The NFSM was launched last year and aims at a 4% growth for the farm sector by hiking rice, wheat and pulses production by 10 million tonnes, 8 million tonnes and 2 million tonnes, respectively, by 2012.
NFSM for wheat, for instance, has been launched in 138 districts countrywide to hike production significantly by the end of the 11th Plan period.
However, the farm ministry has not specified –– despite discussions at a secretary-level meeting with the food, PDS and consumer affairs ministry last year –– a concrete base year over which the hike is projected. Significantly, it shot down question of using peak wheat production year 1999-2000 as the base year.
The country produced a record 76.5 million tonnes in 1999-2000.
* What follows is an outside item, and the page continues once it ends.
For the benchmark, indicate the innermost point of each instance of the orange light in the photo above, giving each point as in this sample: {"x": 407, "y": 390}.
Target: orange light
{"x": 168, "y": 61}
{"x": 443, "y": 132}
Wheat production descended to stagnant levels for five long years, registering production levels of just around 70 million tonnes. This had worried the food ministry, which is acutely conscious and apprehensive of simultaneously leapfrogging annual consumption levels, spelling enormous food subsidy bills, unless urgent action is taken to boost production in the long term.
Sources said the farm ministry had “suggested 2005-06 as a base year.” During 05-06, wheat production was even lower than 70 million tonnes, at only 69.3 million tonnes. In comparison, the production in 2003-04 stood at 72 million tonnes and in 2006-07, it went up to 74.8 million tonne, but the farm ministry avoided these benchmarks.
The farm ministry conveniently pegged itself a base production level of around 70 million tonnes. In effect, the NFSM for wheat will only ring in 78 million tonnes of wheat production up to 2012, although the farm ministry’s own projection of domestic demand is a dangerously close 77.4 million tonnes, a surplus of just 0.64 million tonnes.
The figures put out by the nodal ministry on the wheat NFSM appear specifically tailored to accommodate the unambitious targets.
With production at 74.8 million tonnes, this would mean a demand gap of 1.2 million tonne. Even by the “behaviouristic approach” used for the projections, the demand base in the launch year far exceeds the production goals.